In [1]:
# agent.py
import torch
import torch.nn as nn
import torch.nn.functional as F

class CircuitOptimizerAgent(nn.Module):
    """深度卷积强化学习代理模型，用于量子电路优化。"""
    def __init__(self, n_qubits, n_moments, n_gate_classes, n_rules):
        """
        初始化深度卷积强化学习代理模型。

        参数：
            n_qubits (int): 量子比特数目。
            n_moments (int): 时间步数。
            n_gate_classes (int): 门类型数量。
            n_rules (int): 规则数量。
        """
        super(CircuitOptimizerAgent, self).__init__()
        self.n_qubits = n_qubits
        self.n_moments = n_moments
        self.n_rules = n_rules  # 将 n_rules 作为属性存储

        # 卷积层
        self.conv1 = nn.Conv2d(n_gate_classes, 64, kernel_size=3, padding=1)
        self.conv2 = nn.Conv2d(64, 128, kernel_size=3, padding=1)
        self.conv3 = nn.Conv2d(128, 128, kernel_size=3, padding=1)
        self.conv4 = nn.Conv2d(128, 256, kernel_size=3, padding=1)

        # 计算展平后的特征大小
        def conv_output_size(size, kernel_size=3, stride=1, padding=1):
            return ((size - kernel_size + 2 * padding) // stride) + 1

        qubits_out = conv_output_size(conv_output_size(conv_output_size(conv_output_size(self.n_qubits))))
        moments_out = conv_output_size(conv_output_size(conv_output_size(conv_output_size(self.n_moments))))

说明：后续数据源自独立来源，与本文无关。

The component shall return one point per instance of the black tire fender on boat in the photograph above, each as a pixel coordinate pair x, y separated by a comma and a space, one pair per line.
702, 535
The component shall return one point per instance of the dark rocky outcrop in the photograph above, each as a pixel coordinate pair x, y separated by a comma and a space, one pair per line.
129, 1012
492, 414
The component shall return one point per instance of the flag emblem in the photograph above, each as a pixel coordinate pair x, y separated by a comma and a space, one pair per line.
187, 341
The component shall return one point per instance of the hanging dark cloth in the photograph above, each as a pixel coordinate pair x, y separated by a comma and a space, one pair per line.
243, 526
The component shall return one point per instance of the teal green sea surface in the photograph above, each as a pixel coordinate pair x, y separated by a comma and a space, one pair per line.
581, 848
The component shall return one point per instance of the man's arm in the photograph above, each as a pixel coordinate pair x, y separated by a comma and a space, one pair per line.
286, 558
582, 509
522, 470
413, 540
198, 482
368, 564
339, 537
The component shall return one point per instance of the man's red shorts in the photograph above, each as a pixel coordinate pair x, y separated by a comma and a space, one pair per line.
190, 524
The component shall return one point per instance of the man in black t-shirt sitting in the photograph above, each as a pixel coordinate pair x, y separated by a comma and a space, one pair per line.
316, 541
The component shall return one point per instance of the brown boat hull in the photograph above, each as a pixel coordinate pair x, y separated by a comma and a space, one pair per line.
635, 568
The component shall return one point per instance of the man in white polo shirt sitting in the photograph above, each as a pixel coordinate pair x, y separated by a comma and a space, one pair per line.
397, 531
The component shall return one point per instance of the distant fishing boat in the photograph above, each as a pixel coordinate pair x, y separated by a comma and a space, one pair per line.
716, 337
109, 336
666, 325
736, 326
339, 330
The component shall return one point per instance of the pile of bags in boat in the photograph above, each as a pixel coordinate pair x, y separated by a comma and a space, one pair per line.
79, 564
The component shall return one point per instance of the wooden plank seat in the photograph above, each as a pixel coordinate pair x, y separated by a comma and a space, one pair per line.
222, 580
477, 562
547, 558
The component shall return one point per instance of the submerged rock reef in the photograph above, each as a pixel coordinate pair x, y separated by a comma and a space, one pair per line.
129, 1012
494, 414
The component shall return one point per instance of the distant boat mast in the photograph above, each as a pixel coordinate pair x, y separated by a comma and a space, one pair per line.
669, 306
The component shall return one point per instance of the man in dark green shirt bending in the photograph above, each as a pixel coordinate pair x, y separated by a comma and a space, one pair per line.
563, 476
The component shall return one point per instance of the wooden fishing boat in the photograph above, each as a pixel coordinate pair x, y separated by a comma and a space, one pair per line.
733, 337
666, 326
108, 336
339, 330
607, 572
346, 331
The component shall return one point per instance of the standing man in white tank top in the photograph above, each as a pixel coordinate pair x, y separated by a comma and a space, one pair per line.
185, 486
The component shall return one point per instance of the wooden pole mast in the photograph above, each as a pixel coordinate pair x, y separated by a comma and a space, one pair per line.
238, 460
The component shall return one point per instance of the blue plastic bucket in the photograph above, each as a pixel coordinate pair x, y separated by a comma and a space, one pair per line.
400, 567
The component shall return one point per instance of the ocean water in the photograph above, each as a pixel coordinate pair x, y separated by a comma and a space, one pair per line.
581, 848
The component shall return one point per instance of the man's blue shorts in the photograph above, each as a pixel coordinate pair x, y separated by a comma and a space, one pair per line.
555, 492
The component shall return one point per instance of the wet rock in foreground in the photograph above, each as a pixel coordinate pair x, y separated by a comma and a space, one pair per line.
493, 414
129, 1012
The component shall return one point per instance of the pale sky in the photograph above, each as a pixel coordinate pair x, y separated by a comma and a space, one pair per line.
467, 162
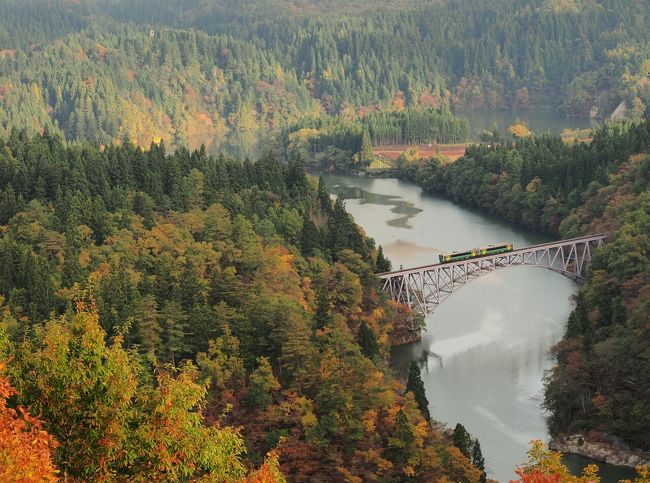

        flattened_size = 256 * qubits_out * moments_out

        # 策略网络的全连接层
        self.policy_linear = nn.Linear(flattened_size, n_rules * n_qubits * n_moments)

        # 价值网络的全连接层
        self.value_linear = nn.Linear(flattened_size, 1)

    def forward(self, x):
        """前向传播。"""
        self.bn = nn.BatchNorm2d(256)  # 根据最后一个卷积层的输出通道数

        x = F.relu(self.conv1(x))
        x = F.relu(self.conv2(x))
        x = F.relu(self.conv3(x))
        x = F.relu(self.conv4(x))
        #卷积网络的输出通过全连接层后可能存在数值稳定性问题，尤其是在使用 softmax 之前。考虑在全连接层之前添加批归一化层（Batch Normalization）来增强模型的数值稳定性和收敛速度。
        x = self.bn(x)  # 在ReLU和Flatten之间添加批归一化

        # 展平输出
        x_flat = torch.flatten(x, start_dim=1)

        # 策略网络
        policy = self.policy_linear(x_flat)
        policy = policy.view(-1, self.n_rules, self.n_qubits * self.n_moments)  # 修正此处的维度
        policy = F.softmax(policy, dim=-1)

        # 价值网络
        value = self.value_linear(x_flat)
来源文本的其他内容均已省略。